Problem in Chromatic Number

Question

The smallest number of colors needed to color a graph G is called its chromatic number, and is often denoted χ(G).
lemma : If G has a degree sequence $ (d_1, d_2, ... , d_v) $ with $ d_1 \ge d_2 \ge ... \ge d_v $ then $$ \chi \le max_i \; min\{d_i + 1 , i\}. $$ main question : Using lemma, Show that :
a) $ \; \chi \le \lceil\sqrt{2E}\rceil $
b) $ \; \chi(G) + \chi(G^c) \le V + 1$

Answer 1

The lemma is true (it reflects the greedy coloring algorithm), but the first statement is false: let $G$ be $K_5$, then $\chi(G)=5$, and $G$ has 10 edges.
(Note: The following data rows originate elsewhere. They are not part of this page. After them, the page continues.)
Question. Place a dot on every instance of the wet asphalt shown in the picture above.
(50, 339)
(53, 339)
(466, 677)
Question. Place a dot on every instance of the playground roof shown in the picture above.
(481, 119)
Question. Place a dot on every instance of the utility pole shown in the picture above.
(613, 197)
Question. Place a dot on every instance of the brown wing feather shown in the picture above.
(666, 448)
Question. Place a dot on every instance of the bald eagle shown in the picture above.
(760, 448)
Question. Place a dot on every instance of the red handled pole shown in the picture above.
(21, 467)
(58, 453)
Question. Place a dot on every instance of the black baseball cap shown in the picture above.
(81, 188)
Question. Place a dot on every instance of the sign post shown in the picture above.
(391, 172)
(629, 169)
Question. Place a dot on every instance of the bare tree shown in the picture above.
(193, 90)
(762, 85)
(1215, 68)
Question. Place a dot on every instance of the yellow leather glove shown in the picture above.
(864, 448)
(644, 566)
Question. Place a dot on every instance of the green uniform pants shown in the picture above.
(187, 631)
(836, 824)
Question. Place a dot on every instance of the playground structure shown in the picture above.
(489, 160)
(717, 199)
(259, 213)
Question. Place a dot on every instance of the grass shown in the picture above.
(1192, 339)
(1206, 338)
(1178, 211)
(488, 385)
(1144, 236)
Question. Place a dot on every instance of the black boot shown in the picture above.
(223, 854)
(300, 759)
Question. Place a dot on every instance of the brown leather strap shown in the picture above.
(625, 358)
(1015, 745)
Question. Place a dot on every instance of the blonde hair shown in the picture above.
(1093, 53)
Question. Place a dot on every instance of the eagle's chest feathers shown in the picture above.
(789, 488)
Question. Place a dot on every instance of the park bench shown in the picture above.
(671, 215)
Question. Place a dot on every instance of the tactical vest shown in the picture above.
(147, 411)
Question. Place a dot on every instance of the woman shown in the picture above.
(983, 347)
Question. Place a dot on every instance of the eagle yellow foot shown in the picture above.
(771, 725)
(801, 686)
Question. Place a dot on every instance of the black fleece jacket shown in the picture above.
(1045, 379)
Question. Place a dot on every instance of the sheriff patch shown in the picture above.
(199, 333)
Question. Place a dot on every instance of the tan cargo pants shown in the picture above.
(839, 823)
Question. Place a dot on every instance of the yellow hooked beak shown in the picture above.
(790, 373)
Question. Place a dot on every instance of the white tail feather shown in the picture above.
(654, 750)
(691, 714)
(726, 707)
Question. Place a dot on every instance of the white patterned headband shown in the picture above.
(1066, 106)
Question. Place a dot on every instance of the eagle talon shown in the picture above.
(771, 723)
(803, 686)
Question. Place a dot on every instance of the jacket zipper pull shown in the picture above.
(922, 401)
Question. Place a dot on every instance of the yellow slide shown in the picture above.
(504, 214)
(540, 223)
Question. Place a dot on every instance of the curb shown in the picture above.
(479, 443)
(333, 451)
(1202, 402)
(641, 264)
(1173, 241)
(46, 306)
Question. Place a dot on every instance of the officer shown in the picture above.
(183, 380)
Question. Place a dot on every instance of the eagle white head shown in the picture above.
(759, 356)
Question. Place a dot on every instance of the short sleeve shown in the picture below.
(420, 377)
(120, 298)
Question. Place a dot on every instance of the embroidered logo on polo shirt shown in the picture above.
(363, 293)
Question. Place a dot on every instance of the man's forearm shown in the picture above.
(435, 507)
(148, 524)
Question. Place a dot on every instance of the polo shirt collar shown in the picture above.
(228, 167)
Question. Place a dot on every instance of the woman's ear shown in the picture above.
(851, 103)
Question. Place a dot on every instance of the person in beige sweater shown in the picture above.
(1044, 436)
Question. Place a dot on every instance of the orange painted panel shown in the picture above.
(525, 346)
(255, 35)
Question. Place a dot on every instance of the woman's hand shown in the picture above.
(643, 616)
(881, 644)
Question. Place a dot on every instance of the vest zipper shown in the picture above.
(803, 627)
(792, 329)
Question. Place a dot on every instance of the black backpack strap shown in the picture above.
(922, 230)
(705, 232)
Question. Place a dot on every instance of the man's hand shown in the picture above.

Now $\chi\leq\sqrt{2E}$ $\iff$ $5\leq\sqrt{20}$ and the last inequality is not true.

For the second statement, let $j$ be the lowest index that maximizes $min(d_i+1,i)$, let $a=min(d_j+1,j)$, so $a\leq j$ and $a\leq d_j+1$.

Let $n$ be the number of vertices of $G$.

$G^c$ has degree sequence $n-1-d_n\geq\ldots\geq n-1-d_1$, so the $i$th element of the degree sequence is $n-1-d_{n-i+1}$. Let $k$ be the lowest index that maximizes $min(n-1+d_{n-i+1}+1,i)$, let $b=min(n-d_{n-k+1},k)$, so $b\leq k$ and $b\leq n-d_{n-k+1}$.

Let $\chi=\chi(G)$ and $\chi'=\chi(G^c)$. The lemma tells us the $\chi\leq a$ and $\chi'\leq b$.

Case 1: $j+k\leq n+1$, then $\chi+\chi'\leq a+b\leq j+k\leq n+1$.

Case 2: $j+k>n+1$, then $j>n+1-k$, so $d_j\leq d_{n+1-k}$. Now $\chi+\chi'\leq a+b\leq d_j+1+n-d_{n-k+1}\leq n+1$.

Solution for modified first problem.

Again let $j$ be the first index that realizes the maximum, so again $\chi\leq j$ and $\chi\leq d_j+1$. Then $2E=\sum d_i\geq d_1+\ldots+d_j\geq jd_j\geq\chi(\chi-1)$. But then $\chi=\lceil\sqrt{\chi(\chi-1)}\rceil\leq\sqrt{2E}$.